Be a Public Historian
You have been hired as the new Head Curator of the Early American History wing of the Smithsonian Museum. Your first job is to design an exhibit for one of the three main areas we discussed in this course: 1) North American Empires, 2) The Age of Revolution, or 3) Becoming and Unbecoming American. Focusing on one of these areas, pick THREE objects, images, or documents you will highlight in your exhibit. Describe why you picked them, what you want them to illustrate, and how you will present them.
Home for the Holidays
For many of us, winter break means spending time with family and friends. Sometimes, this means participating in conversations about history with people who don’t know much about history at all. Many well-meaning people who have never taken a history course, read a historical book, or studied primary sources think they understand the American past. Lucky for them, you’re here to help! What are some of the myths you might encounter in family conversations about early American history? Write a script outlining such a conversation, explaining how you might win an argument over some widely held misconceptions about North American history. Be sure to use primary sources, course readings, and evidence to support your claims.
Design a Lesson Plan
You be the teacher! Pick a week, a theme, or a reading from this semester and design a lesson plan to teach to an age level of your choosing. What core issues do you want your students to learn? What kinds of questions will you ask of your students? What kinds of exercises, assignments, or sources will you have them do? Justify and explain your lesson plan in your paper.
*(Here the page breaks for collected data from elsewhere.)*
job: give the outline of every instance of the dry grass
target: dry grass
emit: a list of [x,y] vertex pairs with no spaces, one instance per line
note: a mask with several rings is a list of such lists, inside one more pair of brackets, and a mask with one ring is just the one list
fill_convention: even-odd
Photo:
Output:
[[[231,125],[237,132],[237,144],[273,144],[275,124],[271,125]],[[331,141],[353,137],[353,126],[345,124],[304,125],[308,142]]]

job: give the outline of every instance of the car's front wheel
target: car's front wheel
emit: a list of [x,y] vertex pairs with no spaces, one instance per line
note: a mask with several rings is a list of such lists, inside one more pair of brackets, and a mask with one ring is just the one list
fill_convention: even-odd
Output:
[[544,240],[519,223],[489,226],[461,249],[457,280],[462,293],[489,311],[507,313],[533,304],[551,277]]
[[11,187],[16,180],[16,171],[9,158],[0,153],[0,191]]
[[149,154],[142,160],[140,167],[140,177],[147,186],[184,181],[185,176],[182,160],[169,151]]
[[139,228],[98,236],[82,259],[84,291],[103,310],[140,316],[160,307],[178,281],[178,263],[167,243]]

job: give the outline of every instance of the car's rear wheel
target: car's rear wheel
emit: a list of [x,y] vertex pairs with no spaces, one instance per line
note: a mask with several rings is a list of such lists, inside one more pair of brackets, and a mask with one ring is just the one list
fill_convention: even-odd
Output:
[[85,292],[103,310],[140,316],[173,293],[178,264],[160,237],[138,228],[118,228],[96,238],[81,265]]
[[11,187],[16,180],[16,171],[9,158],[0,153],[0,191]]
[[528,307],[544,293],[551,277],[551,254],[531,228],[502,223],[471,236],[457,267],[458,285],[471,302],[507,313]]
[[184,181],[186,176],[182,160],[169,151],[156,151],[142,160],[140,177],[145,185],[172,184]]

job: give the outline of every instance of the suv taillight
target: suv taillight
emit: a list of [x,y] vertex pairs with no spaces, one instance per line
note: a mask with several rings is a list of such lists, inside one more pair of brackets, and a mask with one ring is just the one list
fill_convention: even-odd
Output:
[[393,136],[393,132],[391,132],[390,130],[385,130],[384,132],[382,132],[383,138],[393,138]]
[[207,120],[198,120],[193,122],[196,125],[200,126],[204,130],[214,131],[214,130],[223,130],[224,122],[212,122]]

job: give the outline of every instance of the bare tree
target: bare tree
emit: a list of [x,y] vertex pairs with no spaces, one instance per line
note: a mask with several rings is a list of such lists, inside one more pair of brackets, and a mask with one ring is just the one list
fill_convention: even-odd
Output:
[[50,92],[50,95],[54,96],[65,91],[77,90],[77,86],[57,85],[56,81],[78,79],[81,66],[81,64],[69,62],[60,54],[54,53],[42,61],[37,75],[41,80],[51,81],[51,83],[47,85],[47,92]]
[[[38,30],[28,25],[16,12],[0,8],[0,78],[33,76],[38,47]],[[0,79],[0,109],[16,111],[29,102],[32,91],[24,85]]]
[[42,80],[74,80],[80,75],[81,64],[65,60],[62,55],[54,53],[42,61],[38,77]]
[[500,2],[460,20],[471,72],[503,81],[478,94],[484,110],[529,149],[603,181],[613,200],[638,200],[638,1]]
Write the Final Lecture of This Course
You be the Professor! How do you want to wrap up this class? What are the big takeaway lessons from nearly 400 years of North American history? How might you emphasize to your students why history matters and what examples will you use to illustrate your main points? You can write this summation chronologically, thematically, geographically, or through individual characters. The choice is yours – it’s your class!
So many of the individuals and events we discussed this semester would lend themselves to social media. What individuals do you think would use social media well and how? Do you have ideas about how to harness the power of social media to illustrate, inform, explore, and educate the public about an episode of American History? If so, go forth and experiment. Use some form of social media to explore a particular theme, event, set of ideas, document, reading, or individual from this semester. Record a podcast, generate memes, craft a Twitter thread, start a tumblr, make some gifs. Always ground your ideas in course material and evidence but go forth and surprise me.
Are you artistically, musically, poetically, cinematically, or otherwise creatively inclined? Are you going to write the next Broadway smash “Ona Judge: The Musical”? Do you want to create a movie trailer for your Pox Americana film pitch? Are you an animator with made skills? A poet moved by history? An actor who wants to do a dramatic reading of a historical text? Work to your strengths and create an “unessay” project that brings together lessons, insights, evidence, or reflections on our course material in a meaningful creative project. You have a lot of free rein here. Dazzle me. Make me proud.